Keberatan yang diajukan adalah terhadap materi atau isi dari ketetapan dengan membuat perhitungan jumlah yang seharusnya dibayar menurut perhitungan Wajib Pajak. Satu keberatan harus diajukan terhadap satu jenis pajak dan satu tahun pajak.
Huruf a
Cukup jelas
Huruf b
Cukup jelas
Huruf c
Cukup jelas
Huruf d
Cukup jelas
Huruf e
Cukup jelas
Huruf f
Yang dimaksud dengan pihak ketiga adalah orang pribadi/badan yang ditunjuk oleh Kepala Daerah sebagai pemotong/pemungut pajak.
Ayat (2)
Alasan-alasan yang jelas di sini adalah mengemukakan dengan data atau bukti bahwa jumlah pajak yang terutang atau pajak lebih bayar yang ditetapkan oleh fiskus tidak benar.
Ayat (3)
Yang ini mengharuskan Wajib Pajak membuktikan ketidakbenaran ketetapan pajak, dalam Wajib Pajak mengajukan keberatan terhadap pajak-pajak yang ditetapkan secara jabatan, Surat Ketetapan Pajak secara jabatan tersebut diterbitkan karena Wajib Pajak tidak menyampaikan Surat Pemberitahuan Pajak Daerah meskipun telah ditegur secara tertulis.
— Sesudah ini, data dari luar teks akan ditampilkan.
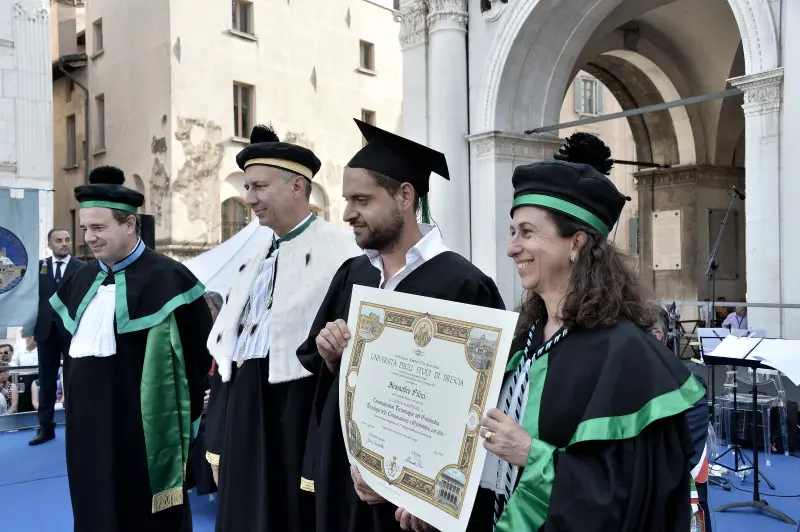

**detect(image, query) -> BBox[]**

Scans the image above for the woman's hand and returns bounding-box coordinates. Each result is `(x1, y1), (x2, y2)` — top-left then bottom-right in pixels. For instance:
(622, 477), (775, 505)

Apabila Wajib Pajak tidak membuktikan ketidakbenaran Surat Ketetapan Pajak secara jabatan itu, maka keberatannya ditolak..
Ayat (4)
Yang dimaksud dengan keadaan di luar kekuasaannya adalah suatu keadaan yang terjadi di luar kehendak/kekuasaan Wajib Pajak, misalnya, karena Wajib Pajak sakit atau terkena musibah bencana alam.
Ayat (5)
Cukup jelas
Ayat (6)
Ketentuan ini perlu dicantumkan dengan maksud agar Wajib Pajak tidak menghindarkan kewajiban untuk membayar pajak yang telah ditetapkan dengan dalih mengajukan keberatan, sehingga dapat dicegah terganggunya penerimaan daerah.
Pasal 14
Ayat (1)
Ayat ini memberikan kepastian hukum kepada Wajib Pajak maupun fiskus dan dalam rangka tertib administrasi, oleh karena itu keberatan yang diajukan oleh Wajib Pajak harus diberi keputusan oleh Kepala Daerah dalam jangka waktu paling lama 12 (dua belas) bulan sejak Surat Keberatan diterima.
Ayat (2)
Cukup jelas
Ayat (3)
Cukup jelas
Pasal 15
Cukup jelas
Pasal 16
Imbalan bunga dihitung sejak bulan pelunasan sampai dengan diterbitkannya Surat Ketetapan Pajak Daerah Lebih Bayar.
Pasal 17
Ayat (1)
Cukup jelas
Ayat (2)
Huruf a
Cukup jelas
Huruf b
Kepala Daerah karena jabatannya, dan berlandaskan unsur keadilan dapat mengurangkan atau membatalkan ketetapan pajak yang tidak benar, misalnya Wajib Pajak yang ditolak pengajuan keberatannya karena tidak memenuhi persyaratan formal (memasukkan Surat Keberatan tidak ada waktunya) meskipun persyaratan material terpenuhi.
Ayat (3)
Cukup jelas
Pasal 18
Ayat (1)
Objek retribusi adalah sebagai jenis jasa tertentu yang disediakan oleh Pemerintah Daerah. Tidak semua jasa yang diberikan oleh Pemerintah Daerah dapat dipungut retribusinya, namun hanya jenis-jenis jasa tertentu yang menurut pertimbangan sosial-ekonomi layak untuk dijadikan sebagai objek retribusi. Jasa tertentu tersebut dikelompokkan dalam tiga golongan, yaitu Jasa Umum, Jasa Usaha, dan Perizinan Tertentu.
Huruf a
Jasa Umum, antara lain, pelayanan kesehatan dan pelayanan persampahan.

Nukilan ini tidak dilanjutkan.